A Framework for Automatic Selection of Indoor Landmarks using Machine Learning Algorithms and Shapley Additive Explanations

Creative Commons License

Bilgili A., Şen A.

18th International Conference on Location Based Services (LBS 2023), Ghent, Belgium, 20 - 22 November 2023, pp.25-30

  • Publication Type: Conference Paper / Full Text
  • Doi Number: 10.34726/5702
  • City: Ghent
  • Country: Belgium
  • Page Numbers: pp.25-30
  • Yıldız Technical University Affiliated: Yes


Landmarks are salient objects in an environment compared to their surroundings.
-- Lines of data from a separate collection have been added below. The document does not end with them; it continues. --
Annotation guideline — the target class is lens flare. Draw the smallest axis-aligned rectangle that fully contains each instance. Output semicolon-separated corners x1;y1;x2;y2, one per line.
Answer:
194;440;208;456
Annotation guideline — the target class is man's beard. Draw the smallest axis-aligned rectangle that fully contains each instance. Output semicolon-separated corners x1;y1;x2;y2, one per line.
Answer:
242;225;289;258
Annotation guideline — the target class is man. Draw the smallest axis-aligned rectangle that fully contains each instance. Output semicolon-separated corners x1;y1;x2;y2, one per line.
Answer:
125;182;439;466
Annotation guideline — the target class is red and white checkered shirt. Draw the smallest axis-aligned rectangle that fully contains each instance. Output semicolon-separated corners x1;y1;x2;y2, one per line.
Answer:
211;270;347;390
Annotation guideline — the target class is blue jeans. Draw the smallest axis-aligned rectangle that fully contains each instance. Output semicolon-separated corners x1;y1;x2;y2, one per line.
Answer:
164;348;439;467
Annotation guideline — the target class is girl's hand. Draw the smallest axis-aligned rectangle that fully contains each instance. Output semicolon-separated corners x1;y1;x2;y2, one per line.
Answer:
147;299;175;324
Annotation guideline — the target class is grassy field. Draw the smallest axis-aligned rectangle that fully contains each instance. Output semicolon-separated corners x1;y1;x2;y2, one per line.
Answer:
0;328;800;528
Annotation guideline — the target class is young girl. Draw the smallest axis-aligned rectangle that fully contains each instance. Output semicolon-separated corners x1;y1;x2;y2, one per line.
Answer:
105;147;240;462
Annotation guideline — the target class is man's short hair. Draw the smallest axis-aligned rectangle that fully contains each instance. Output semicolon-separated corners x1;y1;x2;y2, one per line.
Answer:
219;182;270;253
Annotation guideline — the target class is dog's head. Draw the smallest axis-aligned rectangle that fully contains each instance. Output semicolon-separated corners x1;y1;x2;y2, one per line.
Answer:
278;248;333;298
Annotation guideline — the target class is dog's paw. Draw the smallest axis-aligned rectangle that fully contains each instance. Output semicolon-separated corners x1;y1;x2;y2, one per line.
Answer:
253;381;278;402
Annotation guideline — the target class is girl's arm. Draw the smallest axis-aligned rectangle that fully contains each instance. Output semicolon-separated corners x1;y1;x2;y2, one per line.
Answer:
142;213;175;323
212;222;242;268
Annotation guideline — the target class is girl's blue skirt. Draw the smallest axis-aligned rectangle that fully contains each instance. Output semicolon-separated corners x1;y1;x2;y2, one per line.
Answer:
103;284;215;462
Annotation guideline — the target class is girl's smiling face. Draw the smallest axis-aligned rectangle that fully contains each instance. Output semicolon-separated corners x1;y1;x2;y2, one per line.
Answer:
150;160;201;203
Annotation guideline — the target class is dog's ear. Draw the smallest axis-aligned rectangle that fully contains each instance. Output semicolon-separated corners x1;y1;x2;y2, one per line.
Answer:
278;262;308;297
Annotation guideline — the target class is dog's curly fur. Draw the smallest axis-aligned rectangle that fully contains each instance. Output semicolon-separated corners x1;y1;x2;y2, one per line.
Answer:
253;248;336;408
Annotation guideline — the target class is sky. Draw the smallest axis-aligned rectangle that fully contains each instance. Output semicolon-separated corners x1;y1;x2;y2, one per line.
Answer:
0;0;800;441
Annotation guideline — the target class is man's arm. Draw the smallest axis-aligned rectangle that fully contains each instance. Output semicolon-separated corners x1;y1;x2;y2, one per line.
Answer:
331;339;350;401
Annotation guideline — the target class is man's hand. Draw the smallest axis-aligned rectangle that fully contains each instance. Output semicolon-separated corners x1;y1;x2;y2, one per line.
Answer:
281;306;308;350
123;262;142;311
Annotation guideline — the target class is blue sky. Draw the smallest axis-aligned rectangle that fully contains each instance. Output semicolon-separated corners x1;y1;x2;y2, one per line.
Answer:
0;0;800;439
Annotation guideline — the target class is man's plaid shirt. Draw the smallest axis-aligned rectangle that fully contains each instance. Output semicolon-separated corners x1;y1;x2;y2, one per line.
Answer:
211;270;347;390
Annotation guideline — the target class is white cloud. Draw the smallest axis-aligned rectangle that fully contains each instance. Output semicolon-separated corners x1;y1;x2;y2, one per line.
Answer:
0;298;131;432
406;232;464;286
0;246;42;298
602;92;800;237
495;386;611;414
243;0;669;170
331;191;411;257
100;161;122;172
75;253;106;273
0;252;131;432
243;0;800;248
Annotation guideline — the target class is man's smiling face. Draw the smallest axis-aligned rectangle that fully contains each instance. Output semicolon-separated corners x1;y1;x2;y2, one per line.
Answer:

However, a challenge of landmark-based navigation is selecting the most salient landmarks to include in route instructions. Current approaches mainly adopt weighted linear models, which assume that landmarks have absolute salience values. However, this contradicts the definition of landmarks as being salient in comparison to their surroundings. In this work-in-progress study, a probability-based soft classification approach is proposed to automatically select indoor landmarks. Specifically, we aggregated fundamental salience measures regarding visual, structural, and semantic dimensions from related studies to create an indoor landmark dataset. Then we, compared the performances of machine learning classifiers with several metrics and interpreted the local contributions of salience measures. Finally, we utilized a probability calibration technique that allows for finer-grained representations of indoor landmarks to include them in the route guidance process. According to the preliminary results of this study, boosting-based machine learning algorithms provide remarkable results, and functional uniqueness, category, and intensity measures are considered more important to select indoor landmarks. Moreover, our soft probability-based classification framework seems promising for selecting and representing landmarks in a fine-grained manner. However, the feasibility of the proposed framework should be further validated with user studies.